Em 2019, ao ser transferido pela KPMG para morar em New York, Eder carregava um medo quase automático: “Vou engordar ainda mais.” A cidade, no entanto, ofereceu o contrário do que ele imaginava. Nova York pulsa movimento. Pessoas correm antes do trabalho, pedalam para atravessar bairros, caminham como parte da rotina. Sem dieta estruturada, sem planilha de treino, apenas vivendo uma rotina mais ativa, ele perdeu 10 quilos em seis meses.
Aquilo acendeu algo maior. Aos 28 anos, pesando 110kg, decidiu que aquela não seria sua versão definitiva. Transformou a mudança de país em mudança de identidade. Começou alternando corrida e caminhada. O primeiro quilômetro contínuo pareceu uma vitória olímpica. Depois vieram 2,5km…5km. Cada pequena conquista ampliava não apenas o fôlego, mas a crença de que ele era capaz.
Com disciplina e constância, eliminou 30kg em menos de um ano. Mas o maior ganho não estava na balança. Estava na mente. A corrida construiu confiança. Trouxe autoestima. Deu a ele algo que talvez nunca tivesse experimentado com tanta clareza: a
certeza de que era possível se reinventar.

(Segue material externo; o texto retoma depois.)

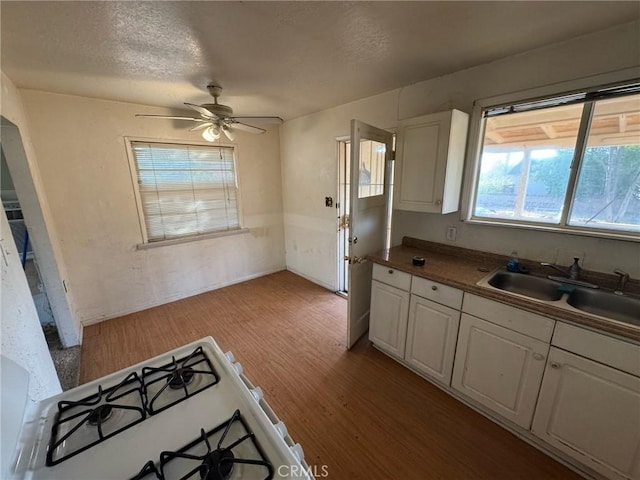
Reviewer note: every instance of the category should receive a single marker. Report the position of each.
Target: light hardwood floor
(358, 412)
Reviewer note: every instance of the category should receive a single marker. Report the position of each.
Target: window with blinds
(186, 190)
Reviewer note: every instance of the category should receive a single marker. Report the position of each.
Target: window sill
(608, 234)
(191, 238)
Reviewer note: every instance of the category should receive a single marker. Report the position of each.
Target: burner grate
(242, 457)
(178, 380)
(82, 424)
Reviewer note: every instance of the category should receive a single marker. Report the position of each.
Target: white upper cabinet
(429, 161)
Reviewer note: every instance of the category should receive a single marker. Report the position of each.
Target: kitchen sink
(623, 308)
(527, 285)
(574, 298)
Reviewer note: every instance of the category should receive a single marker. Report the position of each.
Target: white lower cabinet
(431, 338)
(587, 407)
(499, 368)
(388, 317)
(591, 412)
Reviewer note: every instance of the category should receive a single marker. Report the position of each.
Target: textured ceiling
(273, 58)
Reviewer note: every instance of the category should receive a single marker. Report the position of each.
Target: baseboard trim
(173, 298)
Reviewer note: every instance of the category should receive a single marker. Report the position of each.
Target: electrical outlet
(565, 256)
(451, 234)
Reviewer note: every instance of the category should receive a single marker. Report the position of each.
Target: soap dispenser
(574, 270)
(513, 265)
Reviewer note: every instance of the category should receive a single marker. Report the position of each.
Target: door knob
(354, 259)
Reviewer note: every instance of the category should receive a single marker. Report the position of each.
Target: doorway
(28, 258)
(47, 271)
(342, 207)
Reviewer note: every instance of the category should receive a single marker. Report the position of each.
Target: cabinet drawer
(392, 276)
(443, 294)
(616, 353)
(530, 324)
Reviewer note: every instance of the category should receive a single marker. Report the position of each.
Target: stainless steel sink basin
(606, 304)
(534, 287)
(574, 298)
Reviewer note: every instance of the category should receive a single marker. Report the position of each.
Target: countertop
(464, 268)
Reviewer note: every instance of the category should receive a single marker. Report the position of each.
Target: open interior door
(369, 214)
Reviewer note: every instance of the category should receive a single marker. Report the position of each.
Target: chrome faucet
(572, 272)
(624, 278)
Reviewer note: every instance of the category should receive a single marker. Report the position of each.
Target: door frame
(372, 238)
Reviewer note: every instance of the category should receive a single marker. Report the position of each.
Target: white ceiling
(274, 58)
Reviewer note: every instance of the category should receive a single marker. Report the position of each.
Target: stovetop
(189, 413)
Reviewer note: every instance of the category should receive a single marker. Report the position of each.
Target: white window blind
(186, 189)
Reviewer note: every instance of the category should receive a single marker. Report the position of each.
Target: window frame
(133, 170)
(475, 143)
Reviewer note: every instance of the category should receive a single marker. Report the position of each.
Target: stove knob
(298, 452)
(257, 394)
(281, 428)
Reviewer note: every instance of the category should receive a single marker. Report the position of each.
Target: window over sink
(185, 190)
(567, 162)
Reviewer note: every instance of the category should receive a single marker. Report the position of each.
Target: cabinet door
(431, 338)
(591, 412)
(499, 368)
(388, 318)
(430, 156)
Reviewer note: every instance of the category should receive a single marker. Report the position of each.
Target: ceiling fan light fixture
(228, 132)
(211, 134)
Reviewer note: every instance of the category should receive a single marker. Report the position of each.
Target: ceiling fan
(216, 118)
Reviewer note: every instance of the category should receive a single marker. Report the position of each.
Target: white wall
(309, 160)
(82, 157)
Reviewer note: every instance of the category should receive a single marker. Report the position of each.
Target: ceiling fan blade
(246, 128)
(170, 117)
(201, 110)
(273, 120)
(201, 126)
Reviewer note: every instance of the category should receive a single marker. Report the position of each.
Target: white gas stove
(190, 413)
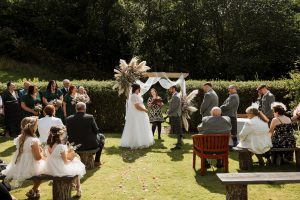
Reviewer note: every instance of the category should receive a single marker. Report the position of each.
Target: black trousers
(234, 130)
(176, 127)
(101, 142)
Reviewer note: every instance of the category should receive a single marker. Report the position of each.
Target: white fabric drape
(165, 82)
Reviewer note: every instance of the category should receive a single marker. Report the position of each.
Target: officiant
(155, 104)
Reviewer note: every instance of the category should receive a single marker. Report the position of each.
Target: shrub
(109, 108)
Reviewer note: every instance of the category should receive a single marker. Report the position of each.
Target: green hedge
(109, 108)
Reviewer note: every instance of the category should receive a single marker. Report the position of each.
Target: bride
(137, 131)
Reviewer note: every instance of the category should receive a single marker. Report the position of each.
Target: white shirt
(44, 125)
(255, 136)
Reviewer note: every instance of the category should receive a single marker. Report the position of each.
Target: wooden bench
(245, 156)
(236, 183)
(61, 188)
(87, 157)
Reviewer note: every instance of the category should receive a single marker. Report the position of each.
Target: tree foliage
(212, 39)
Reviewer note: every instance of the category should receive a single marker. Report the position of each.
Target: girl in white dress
(137, 131)
(27, 161)
(60, 160)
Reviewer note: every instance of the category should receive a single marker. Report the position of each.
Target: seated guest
(45, 123)
(281, 131)
(60, 160)
(254, 135)
(215, 124)
(82, 129)
(27, 160)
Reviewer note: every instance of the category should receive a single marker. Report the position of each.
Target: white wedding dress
(137, 131)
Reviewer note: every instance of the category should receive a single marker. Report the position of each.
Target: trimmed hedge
(109, 108)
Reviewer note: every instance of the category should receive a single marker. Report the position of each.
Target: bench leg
(87, 159)
(236, 192)
(297, 155)
(245, 160)
(61, 189)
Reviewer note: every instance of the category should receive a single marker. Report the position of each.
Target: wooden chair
(211, 146)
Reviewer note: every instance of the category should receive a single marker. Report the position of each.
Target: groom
(175, 116)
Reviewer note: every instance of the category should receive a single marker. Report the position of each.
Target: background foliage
(109, 108)
(213, 39)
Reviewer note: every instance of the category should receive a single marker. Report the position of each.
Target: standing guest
(61, 161)
(45, 123)
(155, 114)
(215, 124)
(66, 86)
(255, 134)
(12, 110)
(210, 100)
(266, 100)
(259, 99)
(229, 108)
(32, 102)
(174, 113)
(82, 129)
(82, 92)
(55, 97)
(281, 131)
(27, 161)
(69, 101)
(24, 91)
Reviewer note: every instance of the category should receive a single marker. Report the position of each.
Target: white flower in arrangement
(188, 108)
(127, 74)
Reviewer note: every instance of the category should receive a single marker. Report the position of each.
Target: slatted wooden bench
(245, 156)
(87, 157)
(61, 188)
(236, 183)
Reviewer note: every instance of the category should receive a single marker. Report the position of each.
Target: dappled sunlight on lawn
(157, 173)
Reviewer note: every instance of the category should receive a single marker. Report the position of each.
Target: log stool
(87, 157)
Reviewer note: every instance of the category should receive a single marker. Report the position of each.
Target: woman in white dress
(60, 160)
(137, 131)
(255, 134)
(27, 161)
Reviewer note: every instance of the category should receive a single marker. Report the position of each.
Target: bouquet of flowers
(81, 98)
(127, 74)
(72, 146)
(38, 108)
(57, 103)
(188, 108)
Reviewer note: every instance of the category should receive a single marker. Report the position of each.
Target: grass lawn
(157, 173)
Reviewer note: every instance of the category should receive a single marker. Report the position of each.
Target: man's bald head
(216, 111)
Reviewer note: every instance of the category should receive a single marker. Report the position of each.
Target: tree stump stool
(87, 157)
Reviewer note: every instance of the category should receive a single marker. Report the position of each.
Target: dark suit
(210, 100)
(82, 129)
(229, 108)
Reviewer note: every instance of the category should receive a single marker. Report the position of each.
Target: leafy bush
(109, 108)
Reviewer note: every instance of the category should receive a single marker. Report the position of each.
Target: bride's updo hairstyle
(56, 135)
(257, 113)
(28, 129)
(135, 87)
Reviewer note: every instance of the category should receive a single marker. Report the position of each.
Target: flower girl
(60, 160)
(27, 160)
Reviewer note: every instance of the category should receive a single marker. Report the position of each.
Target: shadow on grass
(209, 178)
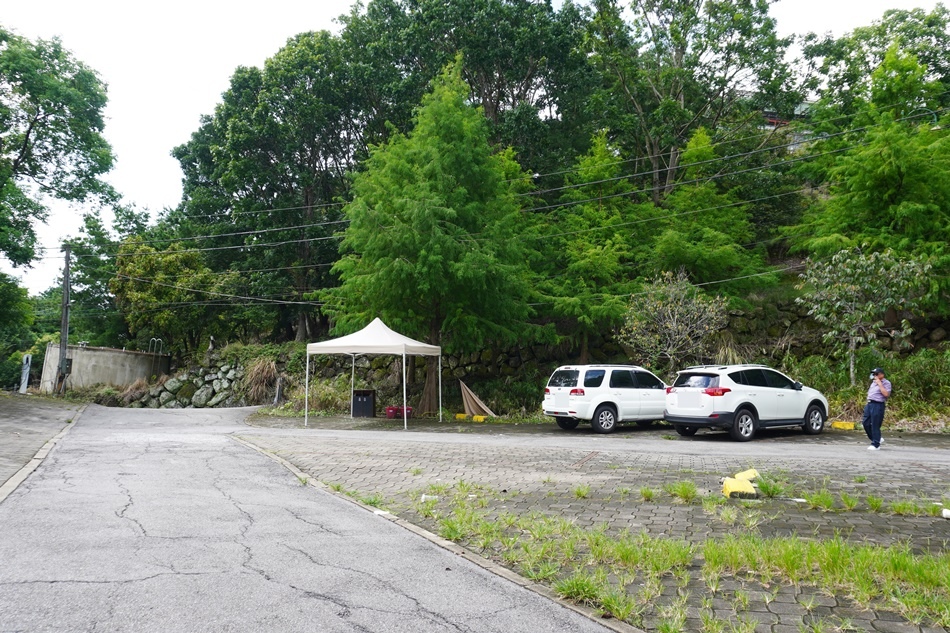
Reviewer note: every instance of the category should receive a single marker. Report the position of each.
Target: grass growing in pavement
(684, 491)
(623, 575)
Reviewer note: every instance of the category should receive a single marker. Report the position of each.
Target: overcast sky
(167, 63)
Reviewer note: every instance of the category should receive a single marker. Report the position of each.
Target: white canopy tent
(375, 338)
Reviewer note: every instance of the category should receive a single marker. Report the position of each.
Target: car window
(646, 380)
(777, 380)
(754, 378)
(702, 381)
(594, 377)
(622, 379)
(564, 378)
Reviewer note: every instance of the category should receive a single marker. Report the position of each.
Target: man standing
(878, 393)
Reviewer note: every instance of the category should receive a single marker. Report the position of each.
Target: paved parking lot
(26, 424)
(537, 470)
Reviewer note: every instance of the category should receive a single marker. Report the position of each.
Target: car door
(789, 401)
(758, 393)
(652, 395)
(623, 390)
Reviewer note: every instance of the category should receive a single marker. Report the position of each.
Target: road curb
(21, 475)
(455, 548)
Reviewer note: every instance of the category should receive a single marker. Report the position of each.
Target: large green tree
(170, 294)
(891, 190)
(432, 246)
(51, 143)
(263, 175)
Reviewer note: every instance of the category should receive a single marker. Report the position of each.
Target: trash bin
(364, 403)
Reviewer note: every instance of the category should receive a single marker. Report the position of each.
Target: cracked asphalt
(157, 520)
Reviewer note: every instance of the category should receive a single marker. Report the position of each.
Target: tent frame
(368, 352)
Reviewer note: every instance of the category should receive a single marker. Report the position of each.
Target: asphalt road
(147, 520)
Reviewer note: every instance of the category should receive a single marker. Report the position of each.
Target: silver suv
(605, 395)
(742, 399)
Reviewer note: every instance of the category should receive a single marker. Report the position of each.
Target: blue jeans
(872, 420)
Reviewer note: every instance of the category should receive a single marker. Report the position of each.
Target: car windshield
(702, 381)
(564, 378)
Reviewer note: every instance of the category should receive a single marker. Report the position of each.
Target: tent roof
(375, 338)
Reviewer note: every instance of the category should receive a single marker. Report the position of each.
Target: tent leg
(352, 384)
(405, 416)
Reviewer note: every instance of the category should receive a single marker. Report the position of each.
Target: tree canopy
(51, 143)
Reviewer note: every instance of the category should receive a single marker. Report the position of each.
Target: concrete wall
(101, 365)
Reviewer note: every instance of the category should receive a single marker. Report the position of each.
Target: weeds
(821, 500)
(684, 491)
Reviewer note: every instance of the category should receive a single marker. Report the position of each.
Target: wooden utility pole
(64, 328)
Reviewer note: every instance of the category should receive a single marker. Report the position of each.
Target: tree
(841, 67)
(268, 168)
(590, 245)
(170, 294)
(94, 317)
(851, 292)
(50, 137)
(16, 316)
(432, 245)
(671, 321)
(523, 61)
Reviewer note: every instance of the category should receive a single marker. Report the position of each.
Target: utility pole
(64, 327)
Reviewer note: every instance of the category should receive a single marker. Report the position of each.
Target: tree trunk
(429, 402)
(585, 350)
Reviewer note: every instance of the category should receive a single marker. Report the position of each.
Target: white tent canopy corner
(374, 339)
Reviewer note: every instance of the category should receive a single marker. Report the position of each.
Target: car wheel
(566, 423)
(743, 428)
(605, 419)
(814, 420)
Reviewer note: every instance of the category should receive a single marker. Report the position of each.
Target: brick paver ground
(522, 480)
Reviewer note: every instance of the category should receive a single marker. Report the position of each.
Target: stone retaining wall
(214, 386)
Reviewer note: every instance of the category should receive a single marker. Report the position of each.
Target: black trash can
(364, 403)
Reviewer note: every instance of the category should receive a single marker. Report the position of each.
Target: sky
(166, 64)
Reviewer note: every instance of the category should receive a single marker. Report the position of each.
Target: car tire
(567, 423)
(743, 427)
(605, 419)
(814, 420)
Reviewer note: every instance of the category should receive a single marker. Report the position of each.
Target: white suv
(603, 394)
(741, 399)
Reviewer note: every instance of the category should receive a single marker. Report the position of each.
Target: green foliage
(433, 244)
(670, 322)
(51, 121)
(591, 245)
(163, 294)
(850, 293)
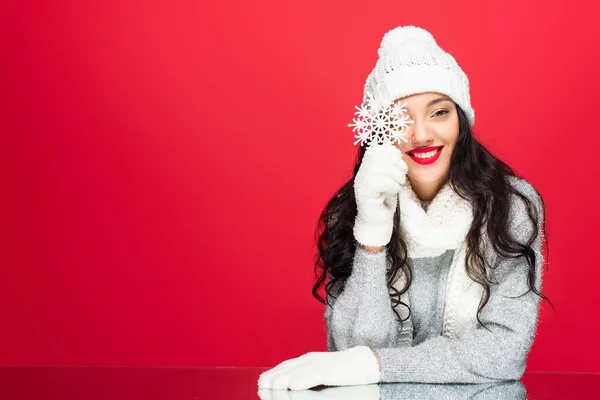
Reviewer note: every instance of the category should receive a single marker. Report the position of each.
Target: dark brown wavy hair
(489, 195)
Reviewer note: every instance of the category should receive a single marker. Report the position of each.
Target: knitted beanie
(411, 62)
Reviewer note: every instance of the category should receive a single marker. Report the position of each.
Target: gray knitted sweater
(362, 315)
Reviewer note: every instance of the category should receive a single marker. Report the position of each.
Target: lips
(424, 149)
(425, 161)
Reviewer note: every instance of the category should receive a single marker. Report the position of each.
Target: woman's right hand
(376, 188)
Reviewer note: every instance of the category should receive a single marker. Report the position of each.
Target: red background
(163, 166)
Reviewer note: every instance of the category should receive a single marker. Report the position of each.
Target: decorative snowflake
(380, 124)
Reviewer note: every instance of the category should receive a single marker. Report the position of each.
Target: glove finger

Entre 2020 e 2024, correu para manter. Duas ou três vezes por semana. Participou de uma prova de 5km. Mas começou a sentir que faltava algo. Correr por correr já não preenchia. Ele precisava de propósito. Estabeleceu então uma meta concreta: fechar 10km até o fim de 2024 e, em maio de 2025, mês do seu aniversário, completar a primeira meia maratona.
Foi nesse momento que conheceu a Lobo Assessoria. Com orientação estruturada, estratégia e fortalecimento, a transição dos 10km para os 21km deixou de ser um salto no escuro e virou um processo. Ele completou a meia maratona entregando mais do que havia planejado. Mais importante: descobriu que não se tratava apenas de correr distâncias maiores, mas de expandir os próprios limites.
A sorte grande
Pouco tempo depois, surgiu uma oportunidade inesperada: a empresa onde trabalha anunciou cinco inscrições para a Maratona de Nova York, em parceria com o Team for Kids, projeto que apoia crianças por meio do esporte. A seleção seria baseada na história de cada candidato. Eder escreveu a dele com honestidade e foi escolhido!
Vieram o medo e a responsabilidade. Pensar em 42,195km já é intimidador. Pensar em estrear na maratona em uma das Majors mais icônicas do mundo torna tudo ainda mais intenso. O ciclo de preparação foi o período de maior comprometimento da sua vida. Meses de disciplina, renúncia, treinos longos, dúvidas e autoconhecimento. Houve dias em que o corpo questionou. Houve momentos em que a mente tentou negociar. Mas propósito não negocia.
No dia da prova, entre a vibração das ruas e o silêncio interno que só quem corre longas distâncias conhece, ele entendeu que aquela jornada era maior do que qualquer marca no relógio. Na mão, escreveu os motivos que o sustentariam até o fim: “For Kids. For Love. For My Dad.”
Ao cruzar a linha de chegada, a medalha pesava menos do que o significado daquele momento. Nunca foi apenas sobre os 42,195km. Foi sobre honrar a memória do pai. Sobre inspirar crianças. Sobre provar para si mesmo que a história não precisava terminar da forma como começou.
Hoje, Eder não corre apenas para manter o corpo ativo. Corre para manter viva a versão de si mesmo que decidiu não adiar mais a própria transformação. A corrida mudou seu físico, mas, sobretudo, mudou sua mentalidade. Ensinou que disciplina constrói confiança. Que propósito vence medo. E que o verdadeiro desafio não é completar uma maratona é escolher, todos os dias, evoluir um pouco mais.
A jornada continua. E agora ele sabe exatamente por quê.